Y ahora, mientras viajo a una ciudad que desconozco, rodeado de estos ojos que lloran igual a los míos en el refugio de la oscuridad. Ahora es cuando me arrepiento por haber dejado nuestro hogar y haber creído que al volver seguirías esperándome como lo hiciste cuando éramos uno. Porque sé lo mucho que uno peca al no amar a quien lo ama, al no procurar endulzar las aguas cálidas del amor que otro ser humano le brinda. Mas no puedes culparme por huir sabiendo que mi situación empeoraba conforme avanzaba el tiempo en nuestra habitación. Mi enfermedad consumía la cordura que uno necesita para amar sin descanso a la mujer que lo cuida como tú lo hacías conmigo, y no podría curarme sin la ayuda de los médicos que tantas veces prolongaron mi agonía; por eso decidí partir a otro lugar lejos de ti. Ningún ser humano merece ver como se consumen los ojos en los que añora mirarse toda la vida; ninguna mujer merece atar su vida a la decadencia de un hombre desdichado y atrofiado como yo.

Supe, Amelia… Que marcharme fue la mejor sanación para ambos, sobre todo para ti, pues fuiste capaz  de ver en otro ser humano lo que yo nunca pude brindarte; lo que tanto merecías y nunca pude ofrecer. Esa fue la razón de no volver jamás al sitio que nos vio crecer durante tantos años. Yo estaba sanando a mi manera, entre la locura y la melancolía producida por no saber si era digno de tu espera. Sin embargo; no lo fui, y eso en parte era mi calma.

Saber que tus manos podían sostener a otras que no estaban dañadas, que gozabas de la dicha del amor correspondido en pleno florecer primaveral; que al llegar los gélidos inviernos tu cuerpo sabría encontrar el calor en la temperatura de otro que no fuera al que estabas acostumbrada; que las mañanas de sabanas tibias las podrías compartir con alguien que fuera suficiente para ti, para lo que necesitabas; todo eso me ayudaba a no morir de soledad. Tú eras feliz, Amelia. Y yo sonreía cada vez que pensaba en eso.
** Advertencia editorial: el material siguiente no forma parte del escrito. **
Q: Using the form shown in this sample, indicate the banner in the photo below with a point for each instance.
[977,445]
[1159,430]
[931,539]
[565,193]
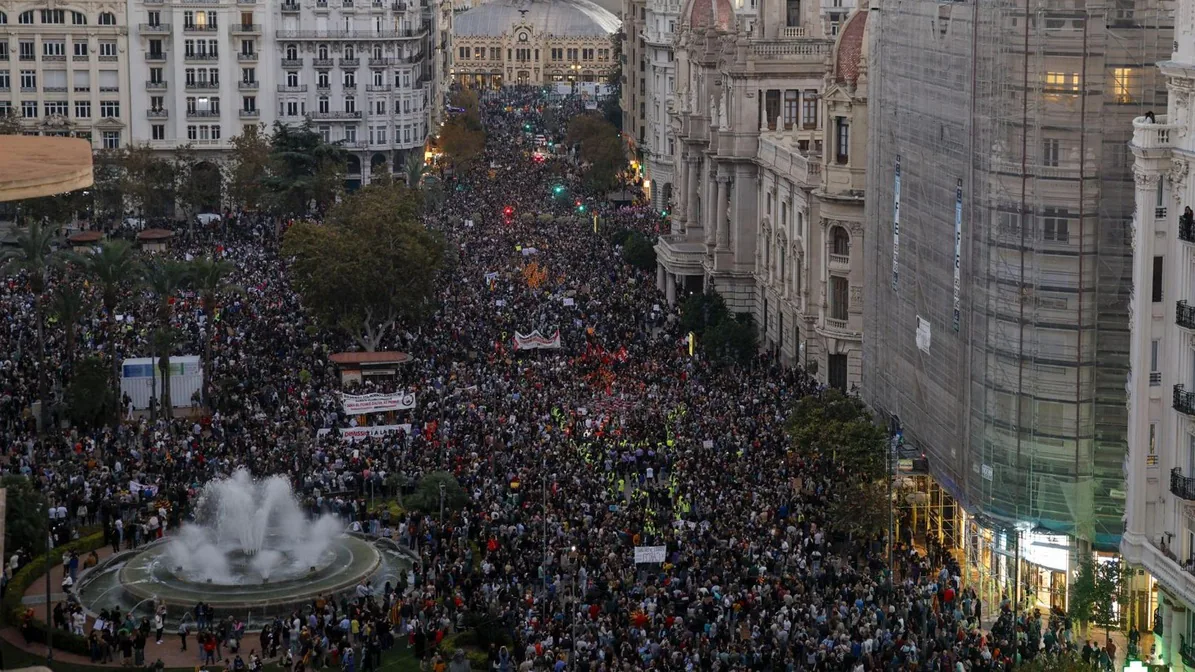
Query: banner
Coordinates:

Cuando la alegría rodea los corazones humanos no hay preocupaciones que puedan perforar la armadura de quienes los posean. Yo sabía que amando no pensarías en el pobre amado tuyo extraviado en el sur; no había necesidad de seguir observando esa tormenta después de conseguir estar en el paraíso. Así fui capaz de no sufrir tanto al extrañar tu pan con mantequilla que acompañaba mi café dulce y el desayuno recién horneado. No moriría por no ver tu ropa ordenada en pilas de colores y la caja de cosméticos que parecía maletín escolar.  Había muchas cosas de ti que faltaban en mi pequeño apartamento para sentir que el lugar no estaba muerto como los demás restos de la ciudad; pero de ti solo estaba yo… yo y una que otra ropa con tu perfume olvidado que se negaba a abandonarme.

Oh, Amelia. Durante años te supe feliz por boca de extraños míos y conocidos tuyos, incluso me contó el viento que tu bello hijo llevaba mi nombre. ¿Por qué, Amelia?¿Por qué? Nunca entendí la razón de llamarlo como yo, ¿Acaso aún me extrañabas? Nunca lo supe porque no quise volver a nuestra tierra natal hasta sentirme sano y salvo de mi propia persona; y fue difícil dejar de huir de mí. Y ahora, amor mío. Después de haber comido y llorado en el mismo parque de nuestros primeros encuentros, me cobijo con el recuerdo y la esperanza de que estás bien. Desde que me fui has estado mejor. Quisiera, Amelia, olvidarme por un momento de nosotros y pensar en los que viajan conmigo; los siento tan rotos. Ojalá tus ojos pudieran mirarlos para secar su llanto con esa mirada tuya. Sé, por el ruido de sus débiles corazones, que siguen despiertos y también charlan con el silencio que tanto nos cuida. Si pudiera leer sus pensamientos seguro lo entendería mejor, sabría por qué hasta los rieles lloran en esta noche amarga y solitaria.

Y ahora, mi amor. Mientras me dirijo de vuelta al sur, en donde me dijeron que te encuentras junto a tu sagrada familia. Me pregunto si estos pobres pasajeros también tienen como destino visitar una caja fría en donde duerme, tranquilamente… la persona que más amaron.